DAY 13 Perry – Kings Cross
Listening to: Jarvis – Don’t Let Him Waste Your Time
Watch this video and tell me why would you still want to smoke!
I’m waiting outside Kings Cross Station for Katie. A bus passes reminding me that England goes smoke free on 1st July. Bring it on!
We walk the short distance from the station to BUPA Wellness were I have an appointment with Dr. Peter Mace. We meet the crew in the reception area and eventually we are escorted to the good doctors’ surgery.
I’m here to have a Carbon Monoxide breath test. I wanted to arrange to do this test before commencing the experiment but having spent the best part of three weeks contacting a great deal of doctors, professors and hospitals to no avail, I had to press on and change tact. BUPA got back to me towards the end of the first week. They didn’t view this experiment as unethical. They treated it as an interesting experiment and research project.
Prior to my visit to see Dr.

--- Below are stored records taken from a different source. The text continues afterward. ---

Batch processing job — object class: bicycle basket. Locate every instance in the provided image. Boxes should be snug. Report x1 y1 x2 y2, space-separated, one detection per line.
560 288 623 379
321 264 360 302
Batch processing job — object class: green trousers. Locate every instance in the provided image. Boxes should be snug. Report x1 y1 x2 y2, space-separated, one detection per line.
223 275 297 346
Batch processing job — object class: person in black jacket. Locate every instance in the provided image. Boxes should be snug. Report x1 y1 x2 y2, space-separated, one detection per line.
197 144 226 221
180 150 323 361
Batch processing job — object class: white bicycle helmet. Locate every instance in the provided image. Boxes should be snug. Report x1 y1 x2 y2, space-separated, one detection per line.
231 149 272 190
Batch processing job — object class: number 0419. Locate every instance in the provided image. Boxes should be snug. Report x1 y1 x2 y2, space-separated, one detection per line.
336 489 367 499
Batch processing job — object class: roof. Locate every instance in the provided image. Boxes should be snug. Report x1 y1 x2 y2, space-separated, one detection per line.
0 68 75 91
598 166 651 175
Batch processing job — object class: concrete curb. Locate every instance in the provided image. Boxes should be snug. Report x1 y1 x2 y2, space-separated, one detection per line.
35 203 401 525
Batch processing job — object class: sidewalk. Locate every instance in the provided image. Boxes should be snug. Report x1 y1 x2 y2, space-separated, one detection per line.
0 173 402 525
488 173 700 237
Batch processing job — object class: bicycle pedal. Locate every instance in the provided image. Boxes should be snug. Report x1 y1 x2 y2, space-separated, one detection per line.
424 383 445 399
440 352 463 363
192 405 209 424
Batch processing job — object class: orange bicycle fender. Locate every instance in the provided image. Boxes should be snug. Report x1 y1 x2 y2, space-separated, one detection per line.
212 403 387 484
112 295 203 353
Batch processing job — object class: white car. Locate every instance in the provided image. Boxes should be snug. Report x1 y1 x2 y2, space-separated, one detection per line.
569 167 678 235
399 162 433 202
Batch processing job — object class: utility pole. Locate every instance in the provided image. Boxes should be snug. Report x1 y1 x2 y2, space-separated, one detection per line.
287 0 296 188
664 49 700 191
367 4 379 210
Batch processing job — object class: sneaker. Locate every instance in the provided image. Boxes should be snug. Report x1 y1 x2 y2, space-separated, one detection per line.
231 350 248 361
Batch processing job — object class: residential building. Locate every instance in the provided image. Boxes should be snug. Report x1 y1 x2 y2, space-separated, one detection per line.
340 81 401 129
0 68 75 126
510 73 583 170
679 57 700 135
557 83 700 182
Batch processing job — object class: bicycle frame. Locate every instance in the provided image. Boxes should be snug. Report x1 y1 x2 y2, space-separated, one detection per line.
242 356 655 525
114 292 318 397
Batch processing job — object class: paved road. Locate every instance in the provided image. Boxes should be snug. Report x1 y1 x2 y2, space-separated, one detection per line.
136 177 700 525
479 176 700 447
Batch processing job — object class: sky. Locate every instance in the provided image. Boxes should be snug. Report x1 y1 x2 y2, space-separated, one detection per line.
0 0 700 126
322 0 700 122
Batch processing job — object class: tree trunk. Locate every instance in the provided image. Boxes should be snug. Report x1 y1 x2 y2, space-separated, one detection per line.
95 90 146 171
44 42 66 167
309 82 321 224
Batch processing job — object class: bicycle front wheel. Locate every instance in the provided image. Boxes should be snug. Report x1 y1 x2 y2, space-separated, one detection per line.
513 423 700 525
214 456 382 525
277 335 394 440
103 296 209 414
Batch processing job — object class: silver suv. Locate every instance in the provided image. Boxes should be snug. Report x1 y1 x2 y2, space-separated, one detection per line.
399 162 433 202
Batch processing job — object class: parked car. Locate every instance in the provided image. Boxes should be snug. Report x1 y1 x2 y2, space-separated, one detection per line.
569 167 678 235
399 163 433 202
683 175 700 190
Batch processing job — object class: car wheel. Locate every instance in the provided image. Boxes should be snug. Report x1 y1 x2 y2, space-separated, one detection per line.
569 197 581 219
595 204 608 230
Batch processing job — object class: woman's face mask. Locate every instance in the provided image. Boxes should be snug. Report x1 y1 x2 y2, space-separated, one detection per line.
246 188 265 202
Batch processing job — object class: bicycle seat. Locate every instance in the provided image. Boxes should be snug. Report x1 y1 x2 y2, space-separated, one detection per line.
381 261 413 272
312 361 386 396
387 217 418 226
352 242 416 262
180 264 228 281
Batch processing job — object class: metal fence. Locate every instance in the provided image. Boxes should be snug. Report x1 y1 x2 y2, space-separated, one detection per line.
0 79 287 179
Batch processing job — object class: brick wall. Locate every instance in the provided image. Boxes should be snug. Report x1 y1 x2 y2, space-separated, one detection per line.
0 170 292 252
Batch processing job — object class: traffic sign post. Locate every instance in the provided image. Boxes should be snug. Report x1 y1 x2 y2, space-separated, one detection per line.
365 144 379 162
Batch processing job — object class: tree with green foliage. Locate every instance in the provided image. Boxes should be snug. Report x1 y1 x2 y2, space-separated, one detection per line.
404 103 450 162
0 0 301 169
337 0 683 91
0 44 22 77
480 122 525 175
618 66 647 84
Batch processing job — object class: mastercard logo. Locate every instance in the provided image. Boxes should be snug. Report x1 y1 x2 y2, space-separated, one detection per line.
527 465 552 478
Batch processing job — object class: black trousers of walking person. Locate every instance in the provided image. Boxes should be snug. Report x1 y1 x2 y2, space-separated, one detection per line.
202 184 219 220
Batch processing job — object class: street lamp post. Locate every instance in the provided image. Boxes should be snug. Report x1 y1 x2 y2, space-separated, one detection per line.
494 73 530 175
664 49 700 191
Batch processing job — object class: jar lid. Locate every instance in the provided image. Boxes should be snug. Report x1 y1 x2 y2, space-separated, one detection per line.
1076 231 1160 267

Mace I stopped smoking for twenty four hours and enjoyed a good thirty minute run around my neighbourhood the night before. The only reason I went for a run was because I had been so busy for the last few weeks I hadn’t had time to exercise. It wasn’t a requirement for the test.
The carbon monoxide test in question involves me taking a deep breath and holding it for ten seconds. I then slowly and under great control, I breathe out into a device that resembles a breathalyser used by the police to test for alcohol levels by the side of the road.
I blow into the apparatus and no change registers on the light meters. The doctor shows me a colour chart that indicates that my breath has normal levels of carbon monoxide in it for someone who lives in London were diesel engine vehicles are plenty.
I immediately head outside the building and spark up an Embassy #1 cigarette. The pack indicates that these cigarettes have 10mg of carbon monoxide when smoked. (at least the factory machine that tests these claims reads 10mg, but machines can not really emulate how a person smokes).
I smoke this cigarette a little faster than usual but this is because of the stress of having three cameras in my face. I feel light-headed and head back in to the building to have a second test. At least here, if I faint or vomit I’ll be in good hands.
I repeat the procedure, take a deep breathe, hold it for ten seconds and then slowly breathe out into the apparatus. The light immediately changes from green to orange. This change of colour on the chart indicates a considerable increase in the levels of carbon monoxide in my blood.
So why is this bad? Well we need oxygen to live. We take oxygen from the air we breathe and this is moved around the body in our blood to all our vital organs. Carbon monoxide masks itself as oxygen by attaching itself to the haemoglobins or oxygen carrying cells in the blood. A habitual smoker is essentially starving themselves of oxygen. This is one of the reasons why smokers find themselves short of breath, the other being the damage they do to their lungs.
I was fortunate enough to visit Professor Gunther von Hagens Bodyworlds exhibition some years ago in the East End of London at the Truman Brewery.
As a part of this amazing exhibition was the display of the heart and lungs of a smoker and a non-smoker. The differences in size and colour had a big impact on me. The smokers’ lung was about a third of the size and black in colour compared to the healthy comparison. Both owners of the lungs were dead, their was no denying that but what got me thinking was the quality of life the two owners must have had would be dramatically different.